Partially Blind, Elderly Woman Falls Down Elevator Shaft in New York City
On November 28, 2018, a 66-year-old partially blind woman fell into an open elevator shaft in New York City building late afternoon. Josephine Camtor, a resident of that building for about a year, was entering the first-floor elevator, but didn’t realize that the elevator wasn’t there. She stepped inside the shaft and crashed down into the basement. According to her family, Camtor is completely blind in one eye. Firefighters and police rushed to the scene, where they found Camtor lying in the elevator shaft in pain, fire officials said. Rescuers were able to remove her from the basement level and take her to an ambulance. She was rushed to Kings County Hospital with multiple injuries but was expected to survive. Her grand-daughter said the elevator has been frequently out of order, but she has never seen the door open to an empty shaft. Another resident of the building stated that ‘the elevator has been a problem and had been shut. It’s always not working, but not like this’.

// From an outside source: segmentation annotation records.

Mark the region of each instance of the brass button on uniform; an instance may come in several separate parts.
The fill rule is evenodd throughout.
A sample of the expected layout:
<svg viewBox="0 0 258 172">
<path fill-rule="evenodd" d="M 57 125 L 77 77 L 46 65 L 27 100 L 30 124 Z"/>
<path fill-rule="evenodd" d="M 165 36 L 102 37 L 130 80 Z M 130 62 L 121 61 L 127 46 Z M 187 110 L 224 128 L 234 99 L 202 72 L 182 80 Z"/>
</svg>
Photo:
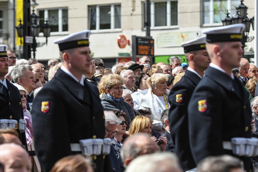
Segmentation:
<svg viewBox="0 0 258 172">
<path fill-rule="evenodd" d="M 248 127 L 247 127 L 247 126 L 246 127 L 246 128 L 245 129 L 245 131 L 248 131 L 248 129 L 249 128 L 248 128 Z"/>
</svg>

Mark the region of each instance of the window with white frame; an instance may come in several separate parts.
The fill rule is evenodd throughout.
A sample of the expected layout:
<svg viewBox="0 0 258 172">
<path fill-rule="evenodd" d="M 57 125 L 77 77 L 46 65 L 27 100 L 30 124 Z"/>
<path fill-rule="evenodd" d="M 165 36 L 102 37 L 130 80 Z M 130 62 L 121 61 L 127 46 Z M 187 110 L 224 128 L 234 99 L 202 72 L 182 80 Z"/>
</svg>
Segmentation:
<svg viewBox="0 0 258 172">
<path fill-rule="evenodd" d="M 89 6 L 88 26 L 90 30 L 121 28 L 121 5 Z"/>
<path fill-rule="evenodd" d="M 143 5 L 143 28 L 144 27 L 145 3 Z M 177 25 L 177 1 L 151 1 L 150 27 L 169 27 Z"/>
<path fill-rule="evenodd" d="M 67 8 L 46 9 L 38 11 L 39 25 L 43 26 L 45 20 L 48 20 L 51 32 L 68 31 L 68 10 Z"/>
<path fill-rule="evenodd" d="M 239 5 L 239 0 L 202 0 L 202 24 L 222 24 L 227 16 L 227 10 L 230 17 L 236 14 L 236 6 Z"/>
</svg>

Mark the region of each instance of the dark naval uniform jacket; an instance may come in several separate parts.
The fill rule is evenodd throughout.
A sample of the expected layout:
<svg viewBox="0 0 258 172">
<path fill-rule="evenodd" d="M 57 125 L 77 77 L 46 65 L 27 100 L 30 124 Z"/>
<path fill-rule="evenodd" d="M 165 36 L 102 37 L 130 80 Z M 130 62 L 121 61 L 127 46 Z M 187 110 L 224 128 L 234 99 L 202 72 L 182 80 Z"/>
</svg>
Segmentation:
<svg viewBox="0 0 258 172">
<path fill-rule="evenodd" d="M 170 104 L 168 121 L 175 153 L 184 171 L 196 167 L 189 143 L 187 107 L 194 89 L 201 78 L 187 70 L 184 76 L 173 86 L 168 96 Z"/>
<path fill-rule="evenodd" d="M 194 90 L 188 108 L 190 144 L 197 164 L 209 156 L 229 154 L 223 142 L 250 138 L 252 112 L 247 92 L 236 77 L 209 67 Z M 238 157 L 245 170 L 250 158 Z"/>
<path fill-rule="evenodd" d="M 42 171 L 50 171 L 62 158 L 78 153 L 71 151 L 71 143 L 105 137 L 98 91 L 86 80 L 84 84 L 84 86 L 59 69 L 34 99 L 35 145 Z M 95 171 L 112 171 L 109 156 L 94 156 L 93 159 Z"/>
<path fill-rule="evenodd" d="M 17 87 L 6 80 L 8 89 L 0 83 L 0 119 L 14 119 L 18 123 L 23 119 L 23 112 L 20 92 Z M 21 133 L 18 129 L 20 139 L 27 148 L 25 132 Z"/>
</svg>

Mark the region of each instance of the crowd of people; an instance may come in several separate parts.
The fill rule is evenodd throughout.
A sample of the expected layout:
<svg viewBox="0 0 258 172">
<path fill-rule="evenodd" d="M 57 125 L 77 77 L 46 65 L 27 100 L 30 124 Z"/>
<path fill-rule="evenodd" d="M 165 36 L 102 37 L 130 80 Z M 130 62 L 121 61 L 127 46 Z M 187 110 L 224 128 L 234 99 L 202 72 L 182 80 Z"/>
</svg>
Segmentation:
<svg viewBox="0 0 258 172">
<path fill-rule="evenodd" d="M 0 45 L 0 172 L 257 171 L 258 67 L 241 58 L 244 27 L 183 43 L 187 63 L 105 68 L 88 30 L 55 41 L 61 62 L 47 70 Z"/>
</svg>

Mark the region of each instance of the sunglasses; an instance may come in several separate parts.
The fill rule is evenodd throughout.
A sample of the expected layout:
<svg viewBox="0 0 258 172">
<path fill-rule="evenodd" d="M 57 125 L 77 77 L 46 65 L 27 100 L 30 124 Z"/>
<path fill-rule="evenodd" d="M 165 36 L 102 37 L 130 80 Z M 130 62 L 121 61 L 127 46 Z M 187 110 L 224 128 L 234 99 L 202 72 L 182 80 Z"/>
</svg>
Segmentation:
<svg viewBox="0 0 258 172">
<path fill-rule="evenodd" d="M 124 125 L 124 124 L 125 124 L 125 125 L 128 125 L 128 122 L 126 121 L 122 121 L 121 123 L 120 123 L 120 125 Z"/>
<path fill-rule="evenodd" d="M 14 59 L 15 59 L 16 60 L 17 60 L 17 59 L 18 58 L 18 57 L 8 57 L 8 58 L 9 59 L 12 59 L 12 60 L 13 60 Z"/>
<path fill-rule="evenodd" d="M 135 70 L 135 71 L 136 71 L 137 72 L 142 72 L 142 70 L 141 70 L 141 69 L 136 69 L 136 70 Z"/>
<path fill-rule="evenodd" d="M 156 68 L 156 67 L 158 67 L 159 68 L 161 68 L 161 67 L 160 67 L 160 66 L 153 66 L 152 67 L 151 67 L 151 69 L 155 69 L 155 68 Z"/>
<path fill-rule="evenodd" d="M 103 70 L 104 69 L 104 68 L 103 67 L 96 67 L 96 69 L 97 70 Z"/>
<path fill-rule="evenodd" d="M 110 135 L 115 135 L 117 134 L 117 132 L 116 131 L 115 131 L 114 132 L 112 132 L 111 131 L 110 131 L 108 129 L 107 129 L 107 128 L 105 128 L 106 129 L 106 130 L 107 130 L 107 131 L 108 131 L 108 133 Z"/>
<path fill-rule="evenodd" d="M 26 94 L 25 94 L 24 95 L 22 95 L 22 94 L 20 94 L 20 96 L 21 96 L 21 99 L 22 99 L 22 97 L 24 97 L 24 98 L 25 99 L 27 99 L 27 98 L 28 98 L 28 95 Z"/>
</svg>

Our New York City elevator accident lawyers know that the most common cause of elevator accidents is an inadequate preventative maintenance program. Elevators have numerous working parts, including drives, shafts, cables, locks, counter-weights and countless other inter-dependent mechanical components, all of which need to be maintained for an elevator to work properly. According to records from the Department of Buildings, complaints about the elevator in the building date back to 2005. In 2018 alone, six complaints were filed about a faulty elevator, all of which have been marked “resolved” by the department. Fire officials said the cause of the incident was under investigation and the Department of Buildings would be called to the scene.
Our New York City attorneys who handle elevator accident cases know that the elevator maintenance and service company is usually at fault, and is responsible for personal injuries and wrongful death sustained because of negligent elevator maintenance. The first place to look is the elevator maintenance log, which is required to be kept in the elevator room and which documents exactly what was and was not done. Also the failure of Owner to direct Contractor to take any particular precaution particular shall not excuse Contractor from liability in the event of damage or injury to persons or to property.
New York Courts have traditionally applied the doctrine of Res Ipsa Loquitur to elevator cases, which means the thing speaks for itself. Our New York City elevatory accident attorneys know that since elevator accidents don't happen unless the elevator is poorly maintained, it may be reasonably inferred that the elevator door malfunction is an event that would not occur in the absence of negligence. Under the doctrine of Res ipsa loquitur it may be considered that one is presumed to be negligent if he/she/it had exclusive control of whatever caused the injury even though there is no specific evidence of an act of negligence, and the accident would not have happened without negligence. Res ipsa loquitur is a Latin term meaning "the thing speaks for itself". The traditional elements needed to prove negligence through the doctrine of res ipsa loquitur include:
- The harm would not ordinarily have occurred without someone's negligence;
- The instrumentality of the harm was under the exclusive control of the defendant at the time of the likely negligent act;
- The plaintiff did not contribute to the harm by his own negligence.